Kato joined the firm in 2020 as one of the first new hires for the then-newly formed Woven Capital. (It came out of an internal subsidiary of Toyota.)

He has spent 15 years investing overall, including in the M&A team at Unison Capital and as CFO of Japanese AI startup ABEJA. Since joining Woven, he has led six investments (including an undisclosed one) in startups, including his first investment, reusable rocket company Stoke, and autonomous car company Nuro. He is most excited about aeromobility, physical AI and hardware. “I think we can fundamentally change the way manufacturing is done,” he said of his vision for CVC.

Working alongside him will be Panzer, in the newly created role of COO. He will be responsible for finance, operations, HR and legal strategy. He said there are two things every CVC always worries about – a corporate slowdown that kills deals with the parent company and inconsistency. “My job is to help develop that,” he said.

He has been working with Ro Gupta, managing director of Woven Capital, since he founded the mapping company Camera in 2019. She joined the startup when she was three months pregnant with her first child, a financial manager. Previously, he was at Goldman and then at Independent Pet Partners (IPP), a pet health company. He said he didn’t really want to leave his job at IPP but decided to give Gupta and Camera a chance.

“I love being a part of the startup world,” he said.

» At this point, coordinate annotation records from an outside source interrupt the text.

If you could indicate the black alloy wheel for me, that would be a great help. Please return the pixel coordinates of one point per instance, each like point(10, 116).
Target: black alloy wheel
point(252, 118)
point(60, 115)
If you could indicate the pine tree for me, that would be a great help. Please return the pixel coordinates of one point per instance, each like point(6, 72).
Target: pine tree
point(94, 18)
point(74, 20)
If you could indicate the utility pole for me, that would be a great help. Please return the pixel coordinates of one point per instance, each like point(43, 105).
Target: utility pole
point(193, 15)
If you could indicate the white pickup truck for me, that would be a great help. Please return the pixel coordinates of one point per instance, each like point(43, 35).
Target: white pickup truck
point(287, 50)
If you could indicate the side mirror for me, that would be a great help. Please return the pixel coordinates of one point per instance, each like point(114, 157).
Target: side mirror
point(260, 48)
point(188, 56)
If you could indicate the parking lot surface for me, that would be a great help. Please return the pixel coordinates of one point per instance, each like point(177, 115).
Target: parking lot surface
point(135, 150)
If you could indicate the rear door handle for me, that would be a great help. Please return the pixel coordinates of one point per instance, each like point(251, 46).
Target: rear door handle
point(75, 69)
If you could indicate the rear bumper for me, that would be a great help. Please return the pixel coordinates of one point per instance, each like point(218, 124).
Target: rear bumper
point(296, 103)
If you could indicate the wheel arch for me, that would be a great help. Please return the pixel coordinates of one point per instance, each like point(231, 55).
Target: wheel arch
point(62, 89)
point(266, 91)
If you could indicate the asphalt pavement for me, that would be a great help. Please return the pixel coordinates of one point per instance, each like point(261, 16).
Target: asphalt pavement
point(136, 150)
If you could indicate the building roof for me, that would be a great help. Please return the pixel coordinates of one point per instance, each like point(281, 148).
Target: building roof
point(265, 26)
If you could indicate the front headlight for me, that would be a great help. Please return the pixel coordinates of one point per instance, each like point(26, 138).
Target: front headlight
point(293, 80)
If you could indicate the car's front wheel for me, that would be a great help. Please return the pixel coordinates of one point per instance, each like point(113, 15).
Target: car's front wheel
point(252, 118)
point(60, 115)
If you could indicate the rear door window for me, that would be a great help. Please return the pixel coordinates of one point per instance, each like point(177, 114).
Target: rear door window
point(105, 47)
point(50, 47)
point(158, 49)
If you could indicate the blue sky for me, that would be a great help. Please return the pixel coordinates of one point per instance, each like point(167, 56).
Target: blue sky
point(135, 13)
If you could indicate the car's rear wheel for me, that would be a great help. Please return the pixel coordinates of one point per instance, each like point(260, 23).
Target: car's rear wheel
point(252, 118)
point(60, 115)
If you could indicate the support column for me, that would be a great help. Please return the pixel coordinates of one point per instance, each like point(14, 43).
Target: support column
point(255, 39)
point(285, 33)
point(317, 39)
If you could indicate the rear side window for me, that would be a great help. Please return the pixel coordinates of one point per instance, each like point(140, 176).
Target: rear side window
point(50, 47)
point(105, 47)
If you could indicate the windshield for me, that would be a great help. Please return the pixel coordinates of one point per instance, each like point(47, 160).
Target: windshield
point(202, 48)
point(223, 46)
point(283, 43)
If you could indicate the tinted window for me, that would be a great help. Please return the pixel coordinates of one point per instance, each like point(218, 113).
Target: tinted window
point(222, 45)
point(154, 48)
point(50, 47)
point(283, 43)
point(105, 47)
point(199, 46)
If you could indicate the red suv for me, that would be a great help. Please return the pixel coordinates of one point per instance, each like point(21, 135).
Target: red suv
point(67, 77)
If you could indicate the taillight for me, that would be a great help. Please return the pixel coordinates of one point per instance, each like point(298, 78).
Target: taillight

Toyota’s technology subsidiary later bought Carmera (which he helped sell), and Gupta and Panzer joined the division. In December 2025, he became the managing director of Woven Capital and decided to bring Panzer along. Kato and Panzer report to Gupta.

At first, Panzer didn’t think she was fully qualified, but then she realized that women were always told they weren’t quite right for a job, and men just jumped in and did it. From her college employer who didn’t think she would have the technical knowledge because she was a woman, to her friend at Goldman who told her she wasn’t competitive for a promotion because she was a woman, she thought about a career filled with assumptions.

He decided to go inside.

“We talk a lot about the Japanese concept double Where you try to find something you’re good at, something you love, something the world needs and something you can get paid for,” she says, adding that it’s come full circle because generations of her family have worked in the auto parts business. “I always tell other women, ‘Let their expectations be low.’ “It’s easy to overdeliver.”